Iran submitted a new offer to the United States this week. Tehran’s descriptions suggest it largely repeats terms previously rejected by Trump, including demands for control of the Strait of Hormuz, compensation for war damage, lifting of sanctions, release of frozen assets, and the withdrawal of US troops from the area.

Trump has said he called off attacks this week at the last minute in response to requests from several of Iran‘s Gulf neighbors. On Tuesday he said he had been an hour away from ordering strikes.

CHINESE TANKERS CROSS STRAIT

Iran has largely shut the Strait of Hormuz to all ships apart from its own since the US-Israeli campaign began in February, causing a massive disruption to global energy supplies. The US responded last month with its own blockade of Iran‘s ports.

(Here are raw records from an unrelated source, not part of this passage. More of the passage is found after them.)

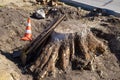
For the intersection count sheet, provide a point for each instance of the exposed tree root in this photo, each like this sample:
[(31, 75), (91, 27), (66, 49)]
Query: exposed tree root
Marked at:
[(75, 52)]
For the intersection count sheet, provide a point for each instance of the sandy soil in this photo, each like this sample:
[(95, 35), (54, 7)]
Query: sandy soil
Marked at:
[(106, 67)]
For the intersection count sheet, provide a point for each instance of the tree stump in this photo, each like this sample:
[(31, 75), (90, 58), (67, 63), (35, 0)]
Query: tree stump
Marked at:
[(73, 51)]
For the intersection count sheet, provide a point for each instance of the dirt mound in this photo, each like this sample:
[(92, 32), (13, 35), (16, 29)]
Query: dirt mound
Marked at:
[(105, 67)]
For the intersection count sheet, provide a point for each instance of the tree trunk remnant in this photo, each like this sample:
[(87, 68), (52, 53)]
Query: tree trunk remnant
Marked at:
[(75, 51)]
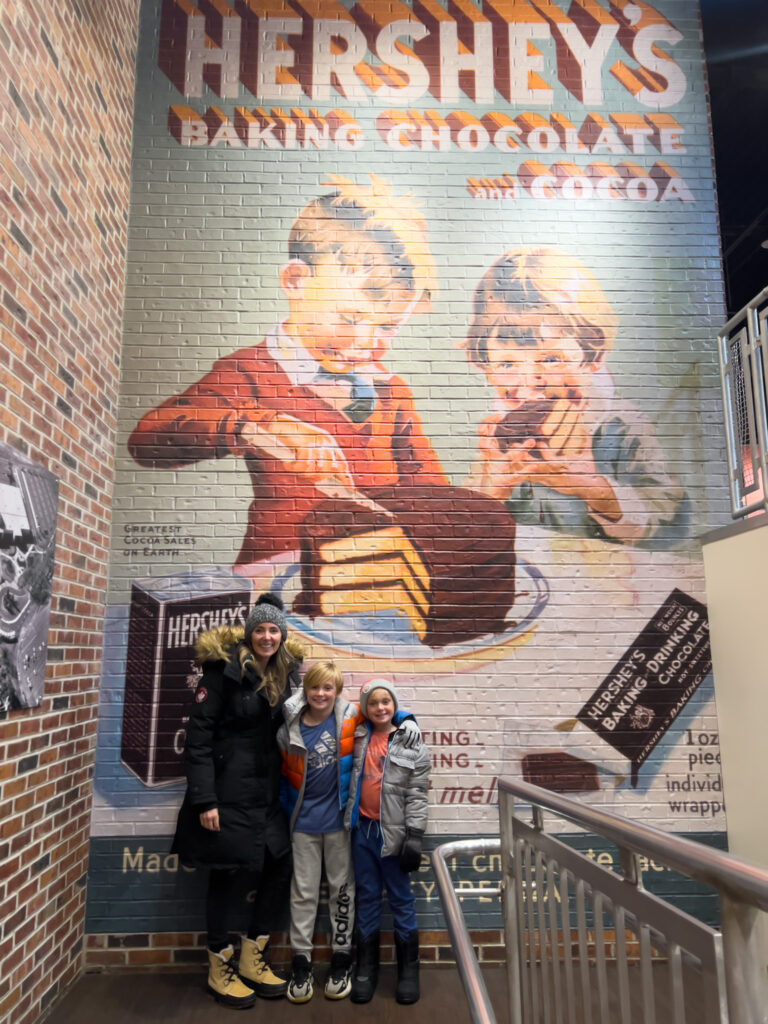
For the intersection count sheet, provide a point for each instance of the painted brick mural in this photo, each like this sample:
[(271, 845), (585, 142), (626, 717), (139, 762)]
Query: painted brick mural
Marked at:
[(419, 336), (66, 110)]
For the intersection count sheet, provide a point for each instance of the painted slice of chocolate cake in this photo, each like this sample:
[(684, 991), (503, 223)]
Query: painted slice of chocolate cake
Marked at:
[(442, 556), (521, 423)]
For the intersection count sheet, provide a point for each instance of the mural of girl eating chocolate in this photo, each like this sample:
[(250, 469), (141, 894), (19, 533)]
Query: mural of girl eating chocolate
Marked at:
[(561, 448)]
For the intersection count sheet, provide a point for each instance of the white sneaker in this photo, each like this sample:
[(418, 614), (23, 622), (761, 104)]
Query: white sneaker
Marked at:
[(301, 985)]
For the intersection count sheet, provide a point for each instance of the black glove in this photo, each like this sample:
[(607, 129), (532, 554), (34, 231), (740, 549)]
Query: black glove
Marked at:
[(411, 852)]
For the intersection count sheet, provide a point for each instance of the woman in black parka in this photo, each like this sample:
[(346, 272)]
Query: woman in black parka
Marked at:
[(230, 820)]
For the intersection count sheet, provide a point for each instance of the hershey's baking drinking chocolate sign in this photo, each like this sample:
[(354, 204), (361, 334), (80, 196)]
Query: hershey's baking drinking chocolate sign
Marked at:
[(648, 686), (167, 615)]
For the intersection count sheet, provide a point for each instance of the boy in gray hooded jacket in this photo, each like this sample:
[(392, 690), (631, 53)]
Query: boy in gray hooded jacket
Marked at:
[(387, 812)]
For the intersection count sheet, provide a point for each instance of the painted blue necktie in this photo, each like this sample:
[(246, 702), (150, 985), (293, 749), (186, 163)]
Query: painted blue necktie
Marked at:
[(361, 393)]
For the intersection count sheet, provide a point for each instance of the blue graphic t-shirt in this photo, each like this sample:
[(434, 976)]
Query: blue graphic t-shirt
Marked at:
[(320, 809)]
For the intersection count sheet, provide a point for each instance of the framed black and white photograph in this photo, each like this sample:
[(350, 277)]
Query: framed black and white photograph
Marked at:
[(29, 497)]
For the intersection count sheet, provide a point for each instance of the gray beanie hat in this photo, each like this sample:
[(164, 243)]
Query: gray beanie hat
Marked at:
[(268, 608), (377, 684)]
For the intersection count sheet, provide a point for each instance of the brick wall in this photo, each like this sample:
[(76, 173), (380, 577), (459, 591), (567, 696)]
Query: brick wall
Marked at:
[(66, 110)]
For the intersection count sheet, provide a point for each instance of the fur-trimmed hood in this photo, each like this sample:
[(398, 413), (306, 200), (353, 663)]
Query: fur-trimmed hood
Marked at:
[(217, 644)]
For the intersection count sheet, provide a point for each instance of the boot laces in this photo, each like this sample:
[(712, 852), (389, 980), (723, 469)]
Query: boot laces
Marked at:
[(230, 971)]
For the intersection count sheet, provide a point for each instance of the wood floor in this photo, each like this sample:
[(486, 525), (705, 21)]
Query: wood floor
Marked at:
[(166, 997)]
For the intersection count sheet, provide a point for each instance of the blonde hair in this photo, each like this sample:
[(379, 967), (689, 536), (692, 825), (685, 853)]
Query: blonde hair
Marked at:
[(324, 672), (355, 223), (274, 677), (546, 282)]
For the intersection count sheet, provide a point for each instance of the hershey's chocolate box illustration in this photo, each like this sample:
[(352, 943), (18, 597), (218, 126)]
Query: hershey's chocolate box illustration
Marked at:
[(652, 681), (634, 707), (167, 615)]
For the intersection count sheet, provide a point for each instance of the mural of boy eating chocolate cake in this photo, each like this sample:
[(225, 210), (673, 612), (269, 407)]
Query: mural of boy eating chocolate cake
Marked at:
[(311, 408), (560, 448)]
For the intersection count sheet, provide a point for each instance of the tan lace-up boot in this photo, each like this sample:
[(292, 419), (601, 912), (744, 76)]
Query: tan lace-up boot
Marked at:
[(223, 983), (256, 972)]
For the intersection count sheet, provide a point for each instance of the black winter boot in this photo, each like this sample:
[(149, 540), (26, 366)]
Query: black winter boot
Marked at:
[(408, 968), (366, 976)]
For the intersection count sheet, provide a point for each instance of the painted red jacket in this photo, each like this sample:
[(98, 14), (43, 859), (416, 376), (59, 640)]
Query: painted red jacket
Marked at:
[(204, 422)]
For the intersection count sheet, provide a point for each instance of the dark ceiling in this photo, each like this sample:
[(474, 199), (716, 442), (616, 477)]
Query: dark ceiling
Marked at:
[(735, 35)]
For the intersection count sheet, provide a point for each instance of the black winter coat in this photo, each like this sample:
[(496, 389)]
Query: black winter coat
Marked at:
[(232, 763)]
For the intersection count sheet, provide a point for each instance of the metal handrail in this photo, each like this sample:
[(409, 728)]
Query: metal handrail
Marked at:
[(739, 879), (742, 888), (469, 971)]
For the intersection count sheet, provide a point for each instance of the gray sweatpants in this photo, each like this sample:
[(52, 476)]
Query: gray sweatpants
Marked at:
[(309, 852)]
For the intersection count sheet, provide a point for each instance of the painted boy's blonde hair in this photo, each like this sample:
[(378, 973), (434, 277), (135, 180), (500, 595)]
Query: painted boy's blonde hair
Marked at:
[(550, 284), (324, 672), (355, 224)]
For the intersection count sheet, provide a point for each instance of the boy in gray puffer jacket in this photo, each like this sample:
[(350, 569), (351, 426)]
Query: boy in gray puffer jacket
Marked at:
[(387, 812)]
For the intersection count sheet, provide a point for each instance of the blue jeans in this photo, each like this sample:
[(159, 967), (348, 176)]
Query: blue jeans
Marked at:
[(373, 873)]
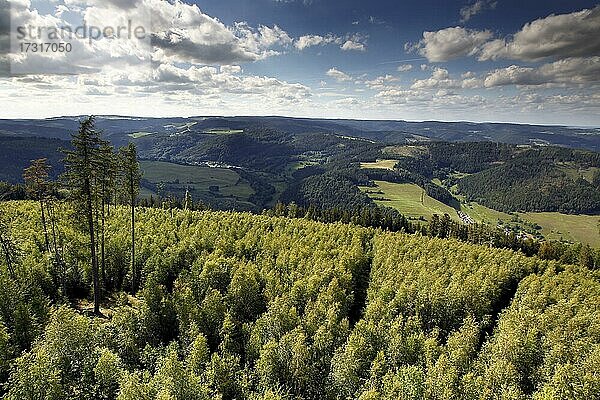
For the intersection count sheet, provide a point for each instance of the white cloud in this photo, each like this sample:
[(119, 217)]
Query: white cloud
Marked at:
[(557, 36), (571, 71), (441, 79), (306, 41), (338, 75), (404, 68), (469, 11), (350, 45), (450, 43), (380, 81)]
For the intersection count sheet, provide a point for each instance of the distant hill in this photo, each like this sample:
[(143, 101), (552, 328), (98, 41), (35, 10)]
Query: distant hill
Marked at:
[(381, 131), (507, 167)]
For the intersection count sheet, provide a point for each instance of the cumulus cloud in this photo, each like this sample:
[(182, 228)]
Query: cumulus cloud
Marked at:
[(569, 71), (306, 41), (441, 79), (350, 45), (557, 36), (338, 75), (450, 43), (469, 11), (380, 81)]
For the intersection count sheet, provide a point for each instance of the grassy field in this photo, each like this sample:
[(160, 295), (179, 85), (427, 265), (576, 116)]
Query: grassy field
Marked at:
[(219, 131), (197, 178), (579, 228), (383, 164), (406, 198), (483, 214), (137, 135)]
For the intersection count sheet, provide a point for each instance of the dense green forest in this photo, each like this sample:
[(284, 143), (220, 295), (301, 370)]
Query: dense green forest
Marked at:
[(101, 298), (234, 305)]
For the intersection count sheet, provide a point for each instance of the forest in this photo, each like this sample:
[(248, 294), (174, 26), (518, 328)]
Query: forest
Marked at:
[(101, 298)]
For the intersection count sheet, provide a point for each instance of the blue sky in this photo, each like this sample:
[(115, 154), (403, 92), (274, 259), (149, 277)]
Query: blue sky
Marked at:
[(482, 60)]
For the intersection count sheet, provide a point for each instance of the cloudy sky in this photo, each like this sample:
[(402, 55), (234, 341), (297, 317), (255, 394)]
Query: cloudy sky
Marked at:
[(482, 60)]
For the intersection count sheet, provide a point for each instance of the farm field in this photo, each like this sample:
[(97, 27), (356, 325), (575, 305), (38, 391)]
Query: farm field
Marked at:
[(223, 131), (581, 228), (406, 198), (197, 178), (383, 164)]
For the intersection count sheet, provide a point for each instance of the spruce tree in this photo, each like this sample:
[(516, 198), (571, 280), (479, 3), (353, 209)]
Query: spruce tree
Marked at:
[(131, 175), (37, 185), (82, 166)]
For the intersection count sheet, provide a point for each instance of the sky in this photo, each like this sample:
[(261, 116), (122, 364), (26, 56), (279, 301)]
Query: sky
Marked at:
[(468, 60)]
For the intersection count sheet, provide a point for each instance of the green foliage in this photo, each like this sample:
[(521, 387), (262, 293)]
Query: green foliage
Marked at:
[(238, 306)]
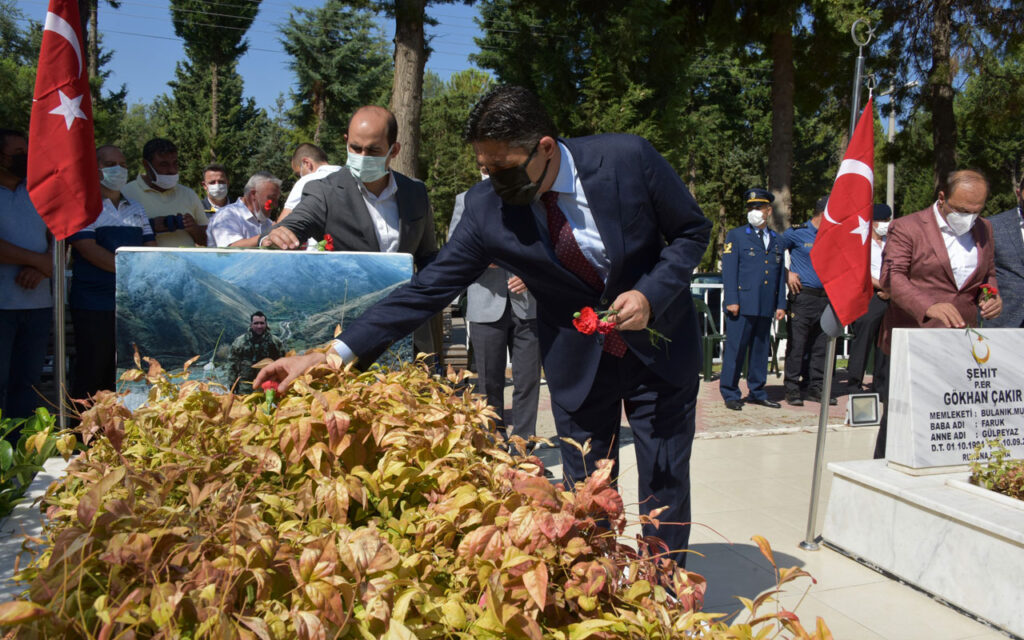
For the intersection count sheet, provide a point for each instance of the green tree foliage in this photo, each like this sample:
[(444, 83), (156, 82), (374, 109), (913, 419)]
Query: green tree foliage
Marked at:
[(446, 162), (411, 52), (214, 35), (990, 133), (184, 118), (340, 62), (938, 40), (18, 51)]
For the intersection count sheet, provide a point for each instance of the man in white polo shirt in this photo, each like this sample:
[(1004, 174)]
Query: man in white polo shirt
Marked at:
[(242, 222), (310, 163)]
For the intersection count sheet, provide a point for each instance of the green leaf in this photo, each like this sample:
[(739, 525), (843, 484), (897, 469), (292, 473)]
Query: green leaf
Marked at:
[(6, 455)]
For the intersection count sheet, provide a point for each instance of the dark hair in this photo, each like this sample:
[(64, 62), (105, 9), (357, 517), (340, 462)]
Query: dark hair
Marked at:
[(953, 179), (310, 151), (10, 133), (510, 114), (392, 123), (213, 166), (158, 145)]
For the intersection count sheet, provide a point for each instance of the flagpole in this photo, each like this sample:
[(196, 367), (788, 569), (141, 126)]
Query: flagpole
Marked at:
[(59, 356), (809, 543)]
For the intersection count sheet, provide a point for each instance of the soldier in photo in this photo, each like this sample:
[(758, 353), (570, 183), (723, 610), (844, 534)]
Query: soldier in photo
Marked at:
[(254, 345)]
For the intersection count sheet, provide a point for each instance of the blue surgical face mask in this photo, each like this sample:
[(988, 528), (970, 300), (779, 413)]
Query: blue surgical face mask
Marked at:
[(368, 168)]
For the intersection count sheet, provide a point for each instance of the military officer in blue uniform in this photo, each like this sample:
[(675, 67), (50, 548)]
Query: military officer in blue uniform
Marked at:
[(754, 276)]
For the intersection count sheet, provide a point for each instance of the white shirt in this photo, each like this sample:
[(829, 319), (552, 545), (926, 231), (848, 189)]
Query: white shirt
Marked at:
[(878, 246), (572, 202), (235, 222), (296, 194), (961, 249), (384, 211)]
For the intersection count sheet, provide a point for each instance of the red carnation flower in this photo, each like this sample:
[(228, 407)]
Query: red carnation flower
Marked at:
[(586, 321)]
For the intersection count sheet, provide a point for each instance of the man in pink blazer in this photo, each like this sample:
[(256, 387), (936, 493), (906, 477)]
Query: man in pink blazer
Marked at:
[(934, 265)]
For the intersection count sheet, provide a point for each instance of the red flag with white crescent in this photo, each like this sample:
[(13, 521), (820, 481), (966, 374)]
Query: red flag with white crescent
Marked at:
[(64, 179), (842, 253)]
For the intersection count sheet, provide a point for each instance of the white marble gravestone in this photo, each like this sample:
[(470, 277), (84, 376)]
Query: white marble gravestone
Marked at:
[(951, 389)]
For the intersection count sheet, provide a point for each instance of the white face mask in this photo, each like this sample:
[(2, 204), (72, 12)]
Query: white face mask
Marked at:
[(164, 180), (368, 168), (961, 222), (216, 190), (114, 177)]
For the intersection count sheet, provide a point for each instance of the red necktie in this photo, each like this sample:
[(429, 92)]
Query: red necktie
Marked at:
[(568, 253)]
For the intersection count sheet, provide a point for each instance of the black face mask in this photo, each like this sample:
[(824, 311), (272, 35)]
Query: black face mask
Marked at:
[(513, 184), (18, 165)]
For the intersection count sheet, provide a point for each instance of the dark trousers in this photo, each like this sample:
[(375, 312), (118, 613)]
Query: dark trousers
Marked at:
[(865, 334), (493, 343), (745, 334), (94, 365), (24, 336), (663, 422), (806, 337)]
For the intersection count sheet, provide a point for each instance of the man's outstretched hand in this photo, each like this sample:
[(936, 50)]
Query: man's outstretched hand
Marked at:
[(286, 370)]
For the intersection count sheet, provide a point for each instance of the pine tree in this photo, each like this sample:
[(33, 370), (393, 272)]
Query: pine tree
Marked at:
[(340, 65), (214, 36)]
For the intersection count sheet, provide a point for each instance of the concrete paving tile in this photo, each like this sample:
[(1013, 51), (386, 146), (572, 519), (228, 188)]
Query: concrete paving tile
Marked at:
[(895, 610)]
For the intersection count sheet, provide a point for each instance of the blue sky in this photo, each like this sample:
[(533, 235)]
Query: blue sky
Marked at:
[(145, 49)]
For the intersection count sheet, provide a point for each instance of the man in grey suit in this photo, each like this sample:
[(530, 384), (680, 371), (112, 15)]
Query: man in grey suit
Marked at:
[(502, 316), (366, 206), (1008, 231)]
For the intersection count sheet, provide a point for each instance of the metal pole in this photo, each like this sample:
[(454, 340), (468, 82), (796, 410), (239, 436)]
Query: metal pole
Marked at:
[(59, 357), (890, 167), (808, 543), (819, 453), (858, 71)]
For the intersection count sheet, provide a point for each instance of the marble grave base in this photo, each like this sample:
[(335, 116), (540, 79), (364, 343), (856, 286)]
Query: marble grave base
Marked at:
[(962, 544)]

Iran says it aims to reopen the strait to friendly countries that abide by its terms. That could potentially include fees for access, which Washington says would be unacceptable.

Baghaei said late on Wednesday that Iran was ready to establish with Oman a mechanism to ensure sustainable security in the Strait of Hormuz.

Two giant Chinese tankers laden with a total of around 4 million barrels of oil exited the strait on Wednesday. Iran had announced last week, while Trump was in Beijing for a summit, that it had agreed to ease rules for Chinese ships.

South Korea’s foreign minister said on Wednesday a Korean tanker was crossing the strait in cooperation with Iran.

Shipping monitor Lloyd’s List said at least 54 ships had transited the strait last week, about double the previous week. Iran said 26 ships had crossed in the past 24 hours, still only a fraction of the 140 per day before the war.

PRESSURE TO END WAR

Trump is under pressure to end the war, with soaring energy prices hurting his Republican Party ahead of congressional elections in November. Since the ceasefire, his public comments have veered from threats to restart bombing and claims that a deal is close.

The fluctuating US stance has sent oil prices swinging. Benchmark one-month Brent crude futures dropped to $105.76 per barrel late on Wednesday, down 4.95% on the day on revived hopes of a deal.

“Investors are keen to gauge whether Washington and Tehran can actually find common ground and reach a peace agreement, with the US stance shifting daily,” said Toshitaka Tazawa, an analyst at Fujitomi Securities.

The US-Israeli bombing devastated Iran’s military capabilities, including its defense industrial base, before it was suspended in a ceasefire in early April.

Trump and Israeli Prime Minister Benjamin Netanyahu said when they launched the war that their aims were to curb Iran‘s support for regional militias, dismantle its nuclear program, destroy its missile capabilities, and make it easier for Iranians to topple their rulers.

But Iran has so far retained its stockpile of near-weapons-grade enriched uranium, and its ability to threaten neighbors with missiles, drones, and proxy militias, though toa lesser degree. Its clerical rulers, who put down a mass uprising at the start of the year, have faced no sign of organized opposition since the war began.